Is Energy Conserved When an Object Approaches Light Speed?

[ChrisPhy]

Basic question I'm sure but...please help...

If there is an object of some mass accelerating toward some other massive object, I can see that total energy of system is same regardless of time as potential energy from gravity well is being lost as kinetic energy of object increases. It would appear that total energy in system is unchanged.

1) Am I correct in this understanding ?

2) If the object in question was say moving at the speed of light to start with, as the object gets closer to other massive object, isn't the gravity potential still being reduced over time ?

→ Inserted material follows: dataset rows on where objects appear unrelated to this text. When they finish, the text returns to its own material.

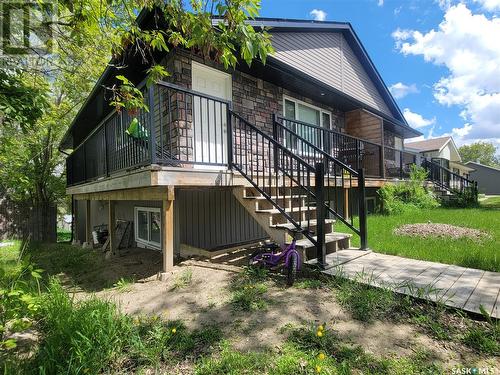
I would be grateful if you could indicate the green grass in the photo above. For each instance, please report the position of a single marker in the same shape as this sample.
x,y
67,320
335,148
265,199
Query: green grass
x,y
305,353
462,252
491,202
367,303
92,336
124,284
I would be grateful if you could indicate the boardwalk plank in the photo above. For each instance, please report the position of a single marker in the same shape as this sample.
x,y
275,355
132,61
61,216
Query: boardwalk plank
x,y
460,287
458,294
485,294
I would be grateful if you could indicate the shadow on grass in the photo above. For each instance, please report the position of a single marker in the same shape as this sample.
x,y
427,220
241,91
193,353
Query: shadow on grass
x,y
88,270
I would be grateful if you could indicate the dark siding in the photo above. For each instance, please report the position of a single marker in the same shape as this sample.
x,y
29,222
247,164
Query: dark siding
x,y
213,218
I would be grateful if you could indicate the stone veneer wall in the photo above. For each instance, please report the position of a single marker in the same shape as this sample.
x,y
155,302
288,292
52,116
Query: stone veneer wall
x,y
253,99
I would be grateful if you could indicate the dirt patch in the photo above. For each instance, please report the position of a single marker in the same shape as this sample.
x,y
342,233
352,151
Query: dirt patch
x,y
206,301
440,230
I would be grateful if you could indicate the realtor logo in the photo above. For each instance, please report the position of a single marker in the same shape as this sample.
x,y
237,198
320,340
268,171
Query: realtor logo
x,y
26,27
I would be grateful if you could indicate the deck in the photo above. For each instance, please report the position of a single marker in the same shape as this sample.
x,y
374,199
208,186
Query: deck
x,y
454,286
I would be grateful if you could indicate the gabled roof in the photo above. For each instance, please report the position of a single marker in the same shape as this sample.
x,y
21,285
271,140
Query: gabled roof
x,y
475,164
281,26
94,109
434,144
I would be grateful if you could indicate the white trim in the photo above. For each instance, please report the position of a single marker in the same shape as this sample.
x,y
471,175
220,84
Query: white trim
x,y
297,101
212,71
140,241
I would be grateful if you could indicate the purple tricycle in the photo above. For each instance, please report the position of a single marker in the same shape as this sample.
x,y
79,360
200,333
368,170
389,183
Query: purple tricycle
x,y
272,256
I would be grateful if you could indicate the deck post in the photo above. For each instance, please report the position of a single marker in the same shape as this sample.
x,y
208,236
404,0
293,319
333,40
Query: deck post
x,y
88,229
152,125
111,226
168,233
362,210
320,214
275,146
347,214
229,127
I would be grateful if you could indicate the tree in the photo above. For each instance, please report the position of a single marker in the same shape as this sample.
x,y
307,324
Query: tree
x,y
482,152
41,96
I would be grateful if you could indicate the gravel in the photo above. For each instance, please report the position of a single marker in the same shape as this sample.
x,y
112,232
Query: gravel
x,y
425,230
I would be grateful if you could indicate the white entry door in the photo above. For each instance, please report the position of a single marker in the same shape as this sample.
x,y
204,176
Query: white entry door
x,y
210,116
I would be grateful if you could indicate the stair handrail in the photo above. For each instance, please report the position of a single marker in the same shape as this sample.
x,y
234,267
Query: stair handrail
x,y
330,159
284,161
254,180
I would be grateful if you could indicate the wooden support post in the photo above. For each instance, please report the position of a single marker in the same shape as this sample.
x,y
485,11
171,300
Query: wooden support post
x,y
111,226
347,214
168,233
88,229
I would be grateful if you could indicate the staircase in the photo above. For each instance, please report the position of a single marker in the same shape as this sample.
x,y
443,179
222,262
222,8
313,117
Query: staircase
x,y
296,190
276,224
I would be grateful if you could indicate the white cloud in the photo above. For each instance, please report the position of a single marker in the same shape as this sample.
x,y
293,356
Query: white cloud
x,y
400,90
489,5
416,120
318,14
467,45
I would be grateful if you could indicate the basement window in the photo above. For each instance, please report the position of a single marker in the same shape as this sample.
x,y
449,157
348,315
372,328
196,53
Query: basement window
x,y
148,227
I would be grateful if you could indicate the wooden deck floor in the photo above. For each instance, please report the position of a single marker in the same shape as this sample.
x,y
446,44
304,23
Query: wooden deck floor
x,y
460,287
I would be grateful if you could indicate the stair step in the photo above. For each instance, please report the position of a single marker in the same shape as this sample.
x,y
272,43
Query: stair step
x,y
303,224
331,237
274,211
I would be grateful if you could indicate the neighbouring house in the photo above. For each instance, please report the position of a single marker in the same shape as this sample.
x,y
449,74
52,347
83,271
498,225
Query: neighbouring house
x,y
488,178
229,157
442,151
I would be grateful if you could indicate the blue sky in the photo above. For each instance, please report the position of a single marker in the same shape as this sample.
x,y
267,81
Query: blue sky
x,y
438,56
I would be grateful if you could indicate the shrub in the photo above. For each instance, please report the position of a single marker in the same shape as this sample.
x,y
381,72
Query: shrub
x,y
407,195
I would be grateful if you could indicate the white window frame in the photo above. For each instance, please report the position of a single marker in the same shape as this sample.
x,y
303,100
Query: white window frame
x,y
305,104
140,241
296,103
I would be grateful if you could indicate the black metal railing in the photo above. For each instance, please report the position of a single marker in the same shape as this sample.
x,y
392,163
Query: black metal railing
x,y
353,152
342,197
180,127
278,172
397,163
447,180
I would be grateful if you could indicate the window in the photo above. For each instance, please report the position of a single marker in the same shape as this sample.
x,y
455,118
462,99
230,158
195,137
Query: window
x,y
148,227
398,143
298,110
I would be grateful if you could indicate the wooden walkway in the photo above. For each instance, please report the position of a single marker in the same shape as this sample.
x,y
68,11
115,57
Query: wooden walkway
x,y
464,288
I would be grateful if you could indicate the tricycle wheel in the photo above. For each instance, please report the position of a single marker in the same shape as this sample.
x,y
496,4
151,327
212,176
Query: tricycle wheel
x,y
256,253
292,269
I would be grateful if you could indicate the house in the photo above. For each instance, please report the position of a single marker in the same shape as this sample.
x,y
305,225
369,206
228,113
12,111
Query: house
x,y
488,178
442,151
225,158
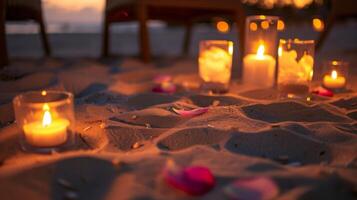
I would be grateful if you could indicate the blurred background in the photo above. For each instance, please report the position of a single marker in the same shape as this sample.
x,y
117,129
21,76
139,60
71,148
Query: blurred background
x,y
75,29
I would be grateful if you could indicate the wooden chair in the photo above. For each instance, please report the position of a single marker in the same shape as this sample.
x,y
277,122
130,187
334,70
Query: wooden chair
x,y
340,10
3,52
20,10
174,11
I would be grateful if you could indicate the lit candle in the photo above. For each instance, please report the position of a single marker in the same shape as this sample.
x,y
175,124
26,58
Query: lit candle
x,y
48,132
334,81
215,64
259,69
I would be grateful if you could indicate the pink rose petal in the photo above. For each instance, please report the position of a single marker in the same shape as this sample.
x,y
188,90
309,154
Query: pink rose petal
x,y
323,92
195,180
166,87
191,113
256,188
162,79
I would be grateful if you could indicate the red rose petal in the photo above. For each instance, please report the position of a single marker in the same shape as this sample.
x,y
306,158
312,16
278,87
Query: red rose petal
x,y
323,92
191,113
256,188
162,79
195,180
166,87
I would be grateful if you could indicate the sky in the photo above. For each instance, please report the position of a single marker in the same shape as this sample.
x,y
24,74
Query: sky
x,y
73,11
86,15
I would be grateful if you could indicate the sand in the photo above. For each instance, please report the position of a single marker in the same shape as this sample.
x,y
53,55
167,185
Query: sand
x,y
126,133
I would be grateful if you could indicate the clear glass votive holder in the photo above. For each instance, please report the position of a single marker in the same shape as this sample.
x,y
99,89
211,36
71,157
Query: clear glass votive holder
x,y
259,60
46,120
295,71
335,75
215,61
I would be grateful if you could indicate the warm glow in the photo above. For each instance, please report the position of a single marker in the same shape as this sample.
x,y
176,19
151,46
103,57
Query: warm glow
x,y
253,26
47,119
222,26
318,24
46,107
334,74
76,5
280,51
281,25
260,52
265,24
230,48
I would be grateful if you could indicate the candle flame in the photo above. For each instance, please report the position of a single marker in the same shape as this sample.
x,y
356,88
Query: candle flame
x,y
334,74
260,52
47,118
280,51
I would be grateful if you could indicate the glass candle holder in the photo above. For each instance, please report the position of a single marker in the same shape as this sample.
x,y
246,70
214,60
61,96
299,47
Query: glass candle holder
x,y
335,75
46,120
259,60
296,61
215,61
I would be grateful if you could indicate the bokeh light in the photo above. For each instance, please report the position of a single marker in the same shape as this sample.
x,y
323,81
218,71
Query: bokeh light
x,y
253,26
222,26
281,25
318,24
265,24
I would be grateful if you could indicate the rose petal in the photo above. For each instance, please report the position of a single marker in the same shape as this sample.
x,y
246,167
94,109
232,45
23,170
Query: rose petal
x,y
162,78
256,188
166,87
323,92
195,180
191,113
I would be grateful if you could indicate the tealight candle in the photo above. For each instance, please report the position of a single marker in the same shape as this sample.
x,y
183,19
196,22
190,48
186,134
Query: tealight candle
x,y
259,69
46,120
48,132
215,61
260,51
295,71
334,80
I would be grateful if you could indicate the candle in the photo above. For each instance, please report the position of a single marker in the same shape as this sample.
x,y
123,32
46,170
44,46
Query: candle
x,y
48,132
259,69
334,81
215,64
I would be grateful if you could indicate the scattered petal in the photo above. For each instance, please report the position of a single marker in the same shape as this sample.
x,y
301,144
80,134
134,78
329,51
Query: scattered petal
x,y
64,183
87,128
195,180
162,79
191,113
295,164
147,125
166,87
323,92
136,145
256,188
70,195
216,103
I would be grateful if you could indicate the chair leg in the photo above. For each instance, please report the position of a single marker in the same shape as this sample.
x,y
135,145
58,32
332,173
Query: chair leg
x,y
240,21
187,39
3,48
143,33
44,38
105,41
329,24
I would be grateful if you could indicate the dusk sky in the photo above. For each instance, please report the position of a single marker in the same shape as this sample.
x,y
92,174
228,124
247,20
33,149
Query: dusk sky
x,y
70,11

3) But object cannot gain any more kinetic energy (already at top speed) so I am thinking the total energy of this system is reducing as object gets closer to massive object ? But this cannot be the case...

I know I am missing a piece of the equation here, what is happening in this situation ?

 

[PeterDonis]

If there is an object of some mass accelerating toward some other massive object, I can see that total energy of system is same regardless of time as potential energy from gravity well is being lost as kinetic energy of object increases. It would appear that total energy in system is unchanged.

1) Am I correct in this understanding ?

In this particular case, yes, you can view things this way. In the general case, it is not always possible to define a "total energy" for the system that remains constant. For example, there is no good way to define a "total energy" for the universe as a whole that works this way.

2) If the object in question was say moving at the speed of light to start with, as the object gets closer to other massive object, isn't the gravity potential still being reduced over time ?

A terminology note: the word "object" is normally not used to refer to light, or anything that moves with the speed of light. Particularly since you used the phrase "object of some mass", and objects with mass cannot move at the speed of light. So I'll interpret your question as asking what happens when light "falls" in the gravitational field of a massive object.

3) But object cannot gain any more kinetic energy (already at top speed) so I am thinking the total energy of this system is reducing as object gets closer to massive object ?

No, it still stays constant, because light can still change its kinetic energy even though it can't change its speed, and it does so when "falling" in a gravitational field. This is called "gravitational redshift" or "gravitational blueshift" depending on whether the light is rising (redshift) or falling (blueshift), and it has been observed experimentally:

http://en.wikipedia.org/wiki/Pound–Rebka_experiment

So you can view the light as gaining or losing kinetic energy to balance the change in its potential energy, the same as an object with mass does.

 

[ChrisPhy]

In this particular case, yes, you can view things this way. In the general case, it is not always possible to define a "total energy" for the system that remains constant. For example, there is no good way to define a "total energy" for the universe as a whole that works this way.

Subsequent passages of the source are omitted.